Unter Männern: ‚Billy Budd‘ in der Deutschen Oper Berlin***

Die Oper von Benjamin Britten (uraufgeführt 1951 in London) beruht auf einer Erzählung des Amerikaners Herman Melville. Sie spielt auf einem Kriegsschiff im Dienst des englischen Königs während der Napoleonischen Kriege. Der zwangsrekrutierte, neue Matrose Billy Budd, ein freundlich- naiver Sunnyboy, wird von den Mit-Matrosen sehr bewundert und geschätzt, erregt aber das Misstrauen des bösartigen Waffenmeisters Claggart. Dieser versucht ihn beim hochangesehenen und erfahrenen Kapitän Vere der Meuterei anzuschuldigen. Als Vere daraufhin Billy mit Claggert konfrontiert, kommt es zu einer heftigen Auseinandersetzung, in deren Verlauf der erregte Billy seinen Ankläger Claggert durch einen Faustschlag tötet. Vere verurteilt Billy zum Tod durch Erhängen – ob er dazu durch das Gesetz gezwungen war, ob er der Umstände wegen Gnade hättte gewähren können, oder ob er in Zeiten der Revolution weitere Meutereien verhindern wollte, bleibt offen. Nach Billys öffentlicher Hinrichtung auf dem Schiffsdeck jedenfalls, fügen sich die murrenden Matrosen widerwillig der Schiffs-Obrigkeit. Im Epilog – Jahre später – räsoniert der altgewordene Kapitän Vere über seine damalige Entscheidung und tröstet sich damit, dass Billy das Todesurteil ohne Klage akzeptiert hat.

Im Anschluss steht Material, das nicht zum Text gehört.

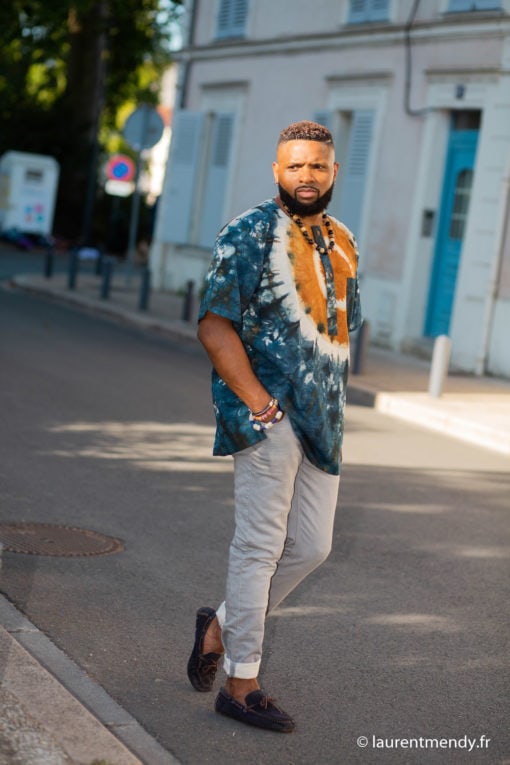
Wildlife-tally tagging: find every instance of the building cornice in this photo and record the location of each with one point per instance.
(464, 28)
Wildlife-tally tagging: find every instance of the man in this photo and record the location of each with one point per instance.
(281, 296)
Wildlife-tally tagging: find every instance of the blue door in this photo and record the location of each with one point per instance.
(456, 194)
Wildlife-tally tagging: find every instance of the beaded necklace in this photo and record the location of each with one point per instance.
(324, 252)
(329, 228)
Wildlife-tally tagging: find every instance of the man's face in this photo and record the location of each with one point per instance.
(306, 170)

Die (in einer 1960 revidierten Fassung) zwei-aktige Oper konzentriert sich ganz auf die inneren Spannungen zwischen dem naiv-guten Billy Budd, dem böswilligen Claggart und dem Kapitän Vere, der Psychologie und Verhalten der beiden zwar klar durchschaut, aber im Umgang und Handeln mit dieser Situation unsicher ist und schwankt.
In Brittens Musik – tonal grundiert, mit ein paar Dissonanzen gewürzt – spielt das Meer die zentrale, begleitende Rolle -  ob lyrisch ruhig oder stürmisch bewegt. Matrosen-Lieder oder Schiffs-Signal-Töne werden raffiniert einbezogen, die Männer-Chöre der Seeleute schäumen immer wieder effektvoll auf.

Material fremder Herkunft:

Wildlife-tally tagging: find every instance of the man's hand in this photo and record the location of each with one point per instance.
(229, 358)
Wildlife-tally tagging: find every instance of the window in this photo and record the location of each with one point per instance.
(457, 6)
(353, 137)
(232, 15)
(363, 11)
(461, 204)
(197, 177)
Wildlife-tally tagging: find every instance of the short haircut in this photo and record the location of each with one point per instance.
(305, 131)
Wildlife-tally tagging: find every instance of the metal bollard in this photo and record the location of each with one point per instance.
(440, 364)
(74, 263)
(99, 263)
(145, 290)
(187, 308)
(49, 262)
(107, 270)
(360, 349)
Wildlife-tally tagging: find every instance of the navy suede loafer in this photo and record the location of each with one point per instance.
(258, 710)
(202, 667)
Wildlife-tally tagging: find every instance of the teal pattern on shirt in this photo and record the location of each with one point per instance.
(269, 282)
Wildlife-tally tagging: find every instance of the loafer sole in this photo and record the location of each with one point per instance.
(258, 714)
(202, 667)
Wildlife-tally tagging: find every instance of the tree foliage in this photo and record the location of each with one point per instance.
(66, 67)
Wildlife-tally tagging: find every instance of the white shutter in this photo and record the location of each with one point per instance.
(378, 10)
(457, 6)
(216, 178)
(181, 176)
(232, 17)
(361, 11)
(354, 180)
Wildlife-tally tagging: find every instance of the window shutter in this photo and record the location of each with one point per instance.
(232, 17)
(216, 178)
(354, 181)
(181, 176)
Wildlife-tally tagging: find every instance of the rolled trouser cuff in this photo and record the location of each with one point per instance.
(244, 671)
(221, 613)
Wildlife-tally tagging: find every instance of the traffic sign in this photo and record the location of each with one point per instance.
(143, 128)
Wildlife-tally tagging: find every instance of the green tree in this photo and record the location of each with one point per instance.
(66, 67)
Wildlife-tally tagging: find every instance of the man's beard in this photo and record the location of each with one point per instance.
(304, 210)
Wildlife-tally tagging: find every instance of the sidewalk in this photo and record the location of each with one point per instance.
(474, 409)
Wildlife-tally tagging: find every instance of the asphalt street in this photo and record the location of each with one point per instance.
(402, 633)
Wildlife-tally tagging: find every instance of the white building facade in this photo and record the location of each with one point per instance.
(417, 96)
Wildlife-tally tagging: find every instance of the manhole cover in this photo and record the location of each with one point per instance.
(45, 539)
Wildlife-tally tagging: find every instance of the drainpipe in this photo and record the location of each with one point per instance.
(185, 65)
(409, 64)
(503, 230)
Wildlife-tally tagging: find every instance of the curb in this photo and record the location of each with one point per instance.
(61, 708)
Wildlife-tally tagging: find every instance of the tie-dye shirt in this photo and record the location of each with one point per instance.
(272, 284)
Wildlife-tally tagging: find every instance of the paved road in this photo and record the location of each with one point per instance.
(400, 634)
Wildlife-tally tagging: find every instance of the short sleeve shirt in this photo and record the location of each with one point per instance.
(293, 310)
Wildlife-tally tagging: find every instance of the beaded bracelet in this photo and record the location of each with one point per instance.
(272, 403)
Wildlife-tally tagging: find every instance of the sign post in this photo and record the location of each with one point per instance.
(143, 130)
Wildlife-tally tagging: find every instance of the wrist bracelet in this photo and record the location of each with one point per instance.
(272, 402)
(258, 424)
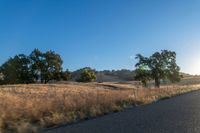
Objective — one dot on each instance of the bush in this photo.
(87, 75)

Donnald Runnicles leitet das klangvoll aufspielende Orchester der Deutschen Oper  sicher durch Brittens mal still leuchtende, mal stürmisch rauschende Meereswogen. Wuchtig der von William Spaulding einstudierten Herren-Chor, einschliesslich eines Ensembles frisch klingender Knaben. John Chest singt mit weichem Bariton einen blond-empfindsamen Billy Budd, Gidon Saks überzeugt als Jago-ähnlicher, dunkelstimmig-teuflicher Gegenpart Claggert und Burkhard Ulrich charakterisiert mit seinem hellen Tenor den zwischen Gesetz, Recht und Gnade schwankenden Kapitän Vere.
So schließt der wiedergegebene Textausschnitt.